Continuing on with that durability aspect, the watch is now IP6X dust resistant, which is nice. It’s just some added peace of mind for people who might be working or living in dusty environments. Water-resistance remains at 50 meters, so no problems bringing your watch swimming.


Unfortunately, that’s about it for the hardware changes, there aren't any new health sensors. While the Series 7 is using the S7 System-in-Package, the CPU is the same one used in the Series 6, so the Series 7 isn’t faster per se, but it’s still just as fast when opening apps and all, so no problems there.


Oh, there is another change though. In the box, the charging puck is now sporting a metallic case and charging is supposed to be 33% faster, thanks to the change to USB-C. I have noticed that I got around 40% of charge in 40 minutes so 45% to around 95%, although that was very likely because it was trickle charging as it got close to 100%. When charging from around 20%, it jumped to 50% really quickly, in just around 20 minutes. Battery life is still rated for around 18 hours, which is the same as the Series 6, so while it’s not a step backwards, it’s not like it’s an improvement either. Thankfully, because of the quick charging, I found it super convenient to charge it back up to full whenever I take my showers at night.


On to the software side of things, Apple has added a few new faces that are designed to take advantage of the larger screen. One is the hero watch face, Contour. It’s essentially taking advantage of the curved edges with the numerals sort of wrapping around the edge of the screen. The current hour is bolded and it sort of tails off from there. It’s definitely a nice look, and I have it matched to the PRODUCT(red) band I’m using.


There’s also the Modular Duo watch face that I think works very well for people who like to have a lot of information on their watch face. I have mine set to show my calendar events and heart rate, along with the battery at the top left. Of course, the complications are customisable, so there’s plenty of options. There’s also the new Portraits and world time watch face, although I didn’t use those as much.


And of course, the Series 7 is running on WatchOS 8 which means the watch can automatically detect outdoor cycling workouts, an updated Mindfulness app where the breathe feature I typically use has been merged into. The reflect feature will prompt you with stuff like “recall a time recently when you felt a sense of calm” and the likes for a quick meditation session, but I don’t really see myself using it all that much. I prefer using the breathe function for a quick break instead.


Aside from that, if you’re a big fan of using your watch for timers when you’re cooking and stuff like me, you’ll be glad to know that you can set multiple timers now, which is pretty handy.


There’s also the ability to track your respiratory rate when you’re sleeping, but sleep tracking is still abysmal. My biggest wish is for Apple to figure out how to get detailed metrics for sleep tracking and incorporate that. I’ve had really good results with other smartwatches in this aspect, and it’s the biggest quibble I have with the Apple Watch, because I’m big on tracking how well, or unwell, I slept.

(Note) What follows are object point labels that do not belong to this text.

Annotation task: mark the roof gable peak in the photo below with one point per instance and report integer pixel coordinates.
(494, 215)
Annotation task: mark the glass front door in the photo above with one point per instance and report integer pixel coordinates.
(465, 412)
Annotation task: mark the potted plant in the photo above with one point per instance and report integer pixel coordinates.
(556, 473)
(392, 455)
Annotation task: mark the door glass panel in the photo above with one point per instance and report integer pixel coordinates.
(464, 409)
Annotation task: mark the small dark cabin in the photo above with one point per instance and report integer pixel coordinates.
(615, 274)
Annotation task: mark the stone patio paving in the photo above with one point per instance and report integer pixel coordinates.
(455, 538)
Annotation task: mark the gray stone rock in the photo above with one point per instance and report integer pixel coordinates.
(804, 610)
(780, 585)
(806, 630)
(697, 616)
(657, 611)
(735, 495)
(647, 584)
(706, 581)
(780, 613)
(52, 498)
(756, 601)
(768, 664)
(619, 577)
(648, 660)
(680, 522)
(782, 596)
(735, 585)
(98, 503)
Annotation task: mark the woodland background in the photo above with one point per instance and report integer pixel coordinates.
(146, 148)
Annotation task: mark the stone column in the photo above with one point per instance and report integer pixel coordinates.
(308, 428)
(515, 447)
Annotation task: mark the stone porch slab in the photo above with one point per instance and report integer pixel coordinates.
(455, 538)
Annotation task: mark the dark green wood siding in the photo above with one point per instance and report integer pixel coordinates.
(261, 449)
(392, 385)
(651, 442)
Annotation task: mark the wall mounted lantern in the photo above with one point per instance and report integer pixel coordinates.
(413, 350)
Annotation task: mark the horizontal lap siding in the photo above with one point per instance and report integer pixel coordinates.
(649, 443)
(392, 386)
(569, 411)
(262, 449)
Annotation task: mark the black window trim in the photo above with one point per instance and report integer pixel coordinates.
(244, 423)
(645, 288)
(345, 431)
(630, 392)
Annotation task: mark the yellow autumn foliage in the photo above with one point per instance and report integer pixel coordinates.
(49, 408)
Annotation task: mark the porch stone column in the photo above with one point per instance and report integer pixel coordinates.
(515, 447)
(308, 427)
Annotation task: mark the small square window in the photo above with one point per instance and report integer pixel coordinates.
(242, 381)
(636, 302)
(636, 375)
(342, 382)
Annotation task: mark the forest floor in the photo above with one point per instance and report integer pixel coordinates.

With prices starting at S$599 or US$399, this is a great upgrade if you’re still holding on to an older Apple Watch because the improvements between those are really quite large. But between the Apple Watch Series 6 and Series 7, I’d say there isn’t as much of a need to upgrade immediately, especially since there aren't really any must-have features that were introduced with the Series 7 unless you really want the bigger screen and brighter on-screen display. Otherwise, maybe wait for the Series 8 next year.